- Country: India
- State: Uttarakhand
- District: Tehri Garhwal

Government
- • Type: Panchayat
- • Body: Uniyal Gaon Panchayat
- Elevation: 372 m (1,220 ft)

Population
- • Total: 64

Languages
- • Official: Hindi
- • Native: Garhwali
- Time zone: UTC+5:30 (IST)
- Postal code: 249145
- Vehicle registration: UK
- Website: uk.gov.in

= Uniyalgaon =

Uniyalgaon (or Uniyal Gaon) is a village in the Tehri Garhwal district of Uttarakhand state in India. It is a part of Dhanaulti tehsil and is administered by the municipality of Chamba. Uniyalgaon is located on the foothills 4 km from Surkanda Devi temple, 40 km from Dehradun and 26 km from Mussoorie. It is served by schools in Satyon and a hospital in Chamba, 12 km away. The village is accessible by Rishikesh-Tehri Road and the National Highway 94.

==History==
The exact period of establishment is debatable but it is probable that it was settled in before 10th century AD. Before the construction of major highways and roads, the village was accessible by forest trails through the hills connecting it to towns and cities. Before India's Independence, it was administered under the Kingdom of Garhwal. Development in the area was not visible for several years after India's Independence and farming was the only occupation.

==Fauna and Flora==
Uniyal Gaon is in the Shivaliks of Garhwal, perched at an altitude which makes it the home of several rare plants and animals. Leopards (or baagh) are common in the area and have played a key role in the lifestyle and folklore of the people. Though attacks on humans are rare and have dwindled considerably, cattle remains an easy source of food for the leopard. People have always relied on the forest for cattle-feed, firewood, freshwater and food and realize its importance as well as the impacts of mining it for natural resources.
In 1999, Uniyalgaon was the subject of a case study on villagers' reactions to afforestation and natural resource regeneration. In 1996, it participated in the Doon Valley Watershed Management project to gauge the effectiveness of participatory approaches in sustainable management.

==Society==
Step farming and cattle herding provided a little but somehow allowed the villagers to sustain themselves.
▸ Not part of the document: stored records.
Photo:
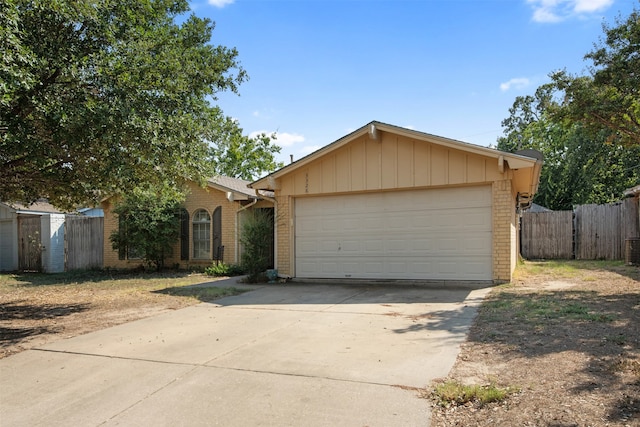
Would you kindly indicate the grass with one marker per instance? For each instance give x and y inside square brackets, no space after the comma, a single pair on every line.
[454,393]
[203,294]
[116,282]
[542,306]
[568,269]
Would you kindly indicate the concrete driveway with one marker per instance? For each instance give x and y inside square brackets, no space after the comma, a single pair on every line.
[279,355]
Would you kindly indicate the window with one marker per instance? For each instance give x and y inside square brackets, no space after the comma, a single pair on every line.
[184,234]
[126,251]
[201,235]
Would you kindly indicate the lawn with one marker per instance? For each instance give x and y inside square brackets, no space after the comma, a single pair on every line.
[39,308]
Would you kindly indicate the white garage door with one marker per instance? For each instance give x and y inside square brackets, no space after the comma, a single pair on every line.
[418,234]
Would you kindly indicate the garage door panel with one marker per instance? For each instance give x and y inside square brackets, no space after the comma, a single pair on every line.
[426,234]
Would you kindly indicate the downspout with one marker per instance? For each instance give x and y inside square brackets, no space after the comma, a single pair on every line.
[237,239]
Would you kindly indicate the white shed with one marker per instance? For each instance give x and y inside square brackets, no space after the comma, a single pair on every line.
[31,238]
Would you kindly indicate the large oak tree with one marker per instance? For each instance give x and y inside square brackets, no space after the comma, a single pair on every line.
[587,127]
[99,96]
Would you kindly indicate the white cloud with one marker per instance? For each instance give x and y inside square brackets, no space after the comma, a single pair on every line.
[517,83]
[589,6]
[283,139]
[550,11]
[220,3]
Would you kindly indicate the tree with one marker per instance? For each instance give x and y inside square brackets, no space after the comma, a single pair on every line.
[148,224]
[240,156]
[99,96]
[586,127]
[609,97]
[579,165]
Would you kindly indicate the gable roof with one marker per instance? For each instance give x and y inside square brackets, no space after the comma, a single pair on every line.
[515,161]
[239,187]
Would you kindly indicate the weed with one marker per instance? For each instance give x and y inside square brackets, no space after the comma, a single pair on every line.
[203,293]
[453,393]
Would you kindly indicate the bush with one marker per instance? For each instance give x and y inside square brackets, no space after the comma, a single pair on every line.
[257,232]
[222,269]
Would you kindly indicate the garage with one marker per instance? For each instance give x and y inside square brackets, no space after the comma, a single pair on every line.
[419,234]
[391,203]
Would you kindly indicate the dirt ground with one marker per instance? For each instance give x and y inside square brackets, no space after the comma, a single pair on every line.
[566,336]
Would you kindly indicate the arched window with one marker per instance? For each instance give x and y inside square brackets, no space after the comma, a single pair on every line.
[201,234]
[184,234]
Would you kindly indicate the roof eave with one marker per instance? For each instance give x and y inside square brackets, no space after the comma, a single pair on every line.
[515,161]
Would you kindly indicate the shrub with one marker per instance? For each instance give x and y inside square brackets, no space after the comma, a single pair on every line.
[222,269]
[257,232]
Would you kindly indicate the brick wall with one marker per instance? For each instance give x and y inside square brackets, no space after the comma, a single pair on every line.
[284,234]
[504,231]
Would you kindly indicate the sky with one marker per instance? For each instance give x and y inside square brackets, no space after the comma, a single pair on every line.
[320,69]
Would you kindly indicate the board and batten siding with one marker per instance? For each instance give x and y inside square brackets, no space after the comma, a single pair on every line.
[392,163]
[397,162]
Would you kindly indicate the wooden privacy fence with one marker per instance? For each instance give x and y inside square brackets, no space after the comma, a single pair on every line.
[84,242]
[588,232]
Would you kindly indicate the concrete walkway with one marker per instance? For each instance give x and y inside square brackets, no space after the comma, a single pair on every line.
[278,355]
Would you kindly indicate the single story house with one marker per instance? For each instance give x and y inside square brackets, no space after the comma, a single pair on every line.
[385,202]
[31,237]
[210,224]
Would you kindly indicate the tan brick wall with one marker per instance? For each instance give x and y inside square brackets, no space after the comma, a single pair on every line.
[504,231]
[284,235]
[198,198]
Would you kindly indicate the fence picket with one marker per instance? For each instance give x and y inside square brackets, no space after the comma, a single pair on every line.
[600,232]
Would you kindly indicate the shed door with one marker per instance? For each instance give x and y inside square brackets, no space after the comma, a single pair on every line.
[417,234]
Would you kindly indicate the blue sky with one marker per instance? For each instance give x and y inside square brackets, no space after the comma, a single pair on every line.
[320,69]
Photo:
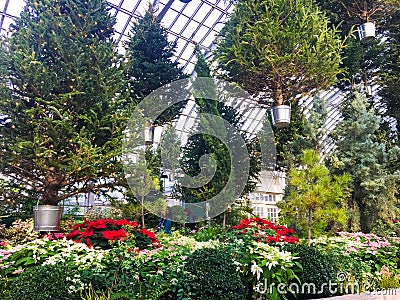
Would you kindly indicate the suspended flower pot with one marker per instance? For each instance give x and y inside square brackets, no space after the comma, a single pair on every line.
[149,134]
[280,115]
[366,32]
[47,217]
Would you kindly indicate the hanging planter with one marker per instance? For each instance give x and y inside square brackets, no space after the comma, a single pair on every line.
[47,217]
[366,32]
[280,115]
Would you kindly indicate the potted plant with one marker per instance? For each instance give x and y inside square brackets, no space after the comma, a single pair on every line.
[279,53]
[62,124]
[47,218]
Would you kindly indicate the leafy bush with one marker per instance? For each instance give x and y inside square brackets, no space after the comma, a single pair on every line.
[259,229]
[44,283]
[319,269]
[20,232]
[212,274]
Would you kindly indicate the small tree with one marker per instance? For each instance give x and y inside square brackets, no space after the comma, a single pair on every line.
[315,194]
[360,153]
[281,48]
[61,104]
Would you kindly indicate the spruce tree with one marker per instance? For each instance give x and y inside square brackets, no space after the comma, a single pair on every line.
[361,154]
[60,101]
[150,62]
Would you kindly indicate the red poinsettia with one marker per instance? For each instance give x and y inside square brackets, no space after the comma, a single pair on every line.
[260,229]
[101,231]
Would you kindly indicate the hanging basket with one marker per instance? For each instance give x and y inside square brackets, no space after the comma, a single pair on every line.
[47,217]
[366,32]
[280,115]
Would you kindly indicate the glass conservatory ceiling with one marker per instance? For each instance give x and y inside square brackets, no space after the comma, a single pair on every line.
[195,22]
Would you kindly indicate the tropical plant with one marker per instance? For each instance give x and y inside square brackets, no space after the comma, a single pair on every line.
[102,232]
[315,195]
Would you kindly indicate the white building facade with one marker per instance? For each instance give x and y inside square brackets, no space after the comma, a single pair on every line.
[269,191]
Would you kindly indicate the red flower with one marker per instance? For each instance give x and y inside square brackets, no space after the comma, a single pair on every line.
[73,234]
[114,235]
[87,233]
[98,224]
[124,222]
[148,233]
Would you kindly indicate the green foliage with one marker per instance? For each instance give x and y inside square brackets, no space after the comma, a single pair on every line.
[212,274]
[150,64]
[319,268]
[281,48]
[61,100]
[362,155]
[43,283]
[127,275]
[315,196]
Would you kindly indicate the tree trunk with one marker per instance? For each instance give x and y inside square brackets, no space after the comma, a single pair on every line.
[278,93]
[142,211]
[51,185]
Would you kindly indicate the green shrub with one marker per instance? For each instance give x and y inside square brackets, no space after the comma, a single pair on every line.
[44,283]
[319,269]
[212,274]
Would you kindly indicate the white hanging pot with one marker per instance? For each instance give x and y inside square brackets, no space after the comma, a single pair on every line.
[149,135]
[366,32]
[47,217]
[280,115]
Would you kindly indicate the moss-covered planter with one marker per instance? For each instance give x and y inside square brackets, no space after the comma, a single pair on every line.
[280,115]
[47,217]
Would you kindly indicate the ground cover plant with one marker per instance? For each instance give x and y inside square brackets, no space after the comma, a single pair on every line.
[256,254]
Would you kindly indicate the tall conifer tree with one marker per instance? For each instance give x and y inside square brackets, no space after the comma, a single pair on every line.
[61,113]
[150,62]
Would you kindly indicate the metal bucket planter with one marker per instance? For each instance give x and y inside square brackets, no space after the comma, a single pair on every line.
[280,115]
[47,217]
[366,32]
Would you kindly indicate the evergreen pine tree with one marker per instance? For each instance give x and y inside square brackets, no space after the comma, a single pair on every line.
[315,197]
[206,144]
[150,62]
[62,118]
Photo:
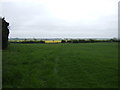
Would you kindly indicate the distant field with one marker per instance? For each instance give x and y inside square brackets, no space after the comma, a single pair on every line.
[83,65]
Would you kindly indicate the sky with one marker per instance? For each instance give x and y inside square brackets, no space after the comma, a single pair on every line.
[61,18]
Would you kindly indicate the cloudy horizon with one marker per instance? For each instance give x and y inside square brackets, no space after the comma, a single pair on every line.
[61,18]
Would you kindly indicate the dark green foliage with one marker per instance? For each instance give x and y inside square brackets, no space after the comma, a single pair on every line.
[5,33]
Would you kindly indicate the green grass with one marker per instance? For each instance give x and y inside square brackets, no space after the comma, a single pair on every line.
[84,65]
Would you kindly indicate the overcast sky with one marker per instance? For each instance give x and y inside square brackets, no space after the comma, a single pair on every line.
[61,18]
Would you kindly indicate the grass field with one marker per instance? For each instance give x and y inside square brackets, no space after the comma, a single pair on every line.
[83,65]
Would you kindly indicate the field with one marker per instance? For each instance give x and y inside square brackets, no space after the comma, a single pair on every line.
[83,65]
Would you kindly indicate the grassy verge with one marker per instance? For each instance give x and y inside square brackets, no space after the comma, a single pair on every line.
[83,65]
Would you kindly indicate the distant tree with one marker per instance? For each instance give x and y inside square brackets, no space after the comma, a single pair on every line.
[5,33]
[63,41]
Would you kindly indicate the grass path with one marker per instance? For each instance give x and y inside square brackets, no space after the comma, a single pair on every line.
[84,65]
Poverty was high in the area, traditional and western education were realized to be the only way out of such conditions and special importance was placed on it, this enabled the farmers to also serve in and around the village as teachers, temple priests and Ayurvedic doctors. Barter system was prevalent for many years in the post-independence era and services could be traded for tobacco, salt, grain, cattle and pulses.
Summer houses or chhyaani are commonly found around the village in areas located at a shaded location and were sometimes owned by two or more families. Most of such houses which are maintained to be kept in use are also rented out to tourists visiting Surkanda Devi.
Like most traditional Indian villages, it consists of people from a common caste. Uniyal, which is a Hindu Garhwali Brahmin caste, make up the entire population. Since the castes are further subdivided into gotras, Uniyals identify themselves as having the kashyap gotra. Bhairava is worshipped as the kuldevata or a community-deity, this is a common practice in Hindu villages. The literate people of uniyal goan had actively participated in the freedom movement of India, man like Jai Krishna Uniyal went lahore for getting higher studies and formed a social organisation "SUJAN BHANDHU" to organise the youth of their area and inculcicated the feeling of nationalism among them. The village has pride of many number of Freedom Fighters.

==Current==
The village consists of 100 households with a population of 600. The literacy rate is 71.4%. Over the past three decades, a majority of residents moved to nearby towns and cities
due to lack of facilities whichered better job opportunities and a comfortable lifestyle. This was because of commencement of major industrial projects, a boost in tourism and the formation of the state of Uttarakhand.
The sudden drain of population has caused the village to reach the brink of being deserted with many homes falling under neglect and abandonment. The few households that still remain depend on traditional farming methods and natural resources from the forests to get by. Several individuals from the village have made their way into key positions in the Government and private corporations.
A temple was constructed with funding by the current inhabitants of the village and the ones who now reside in different places across the world. This initiative was undertaken to have a shrine, the exclusivity of which along with the religious events it will host would keep the villagers and the non-resident community bonded in a way.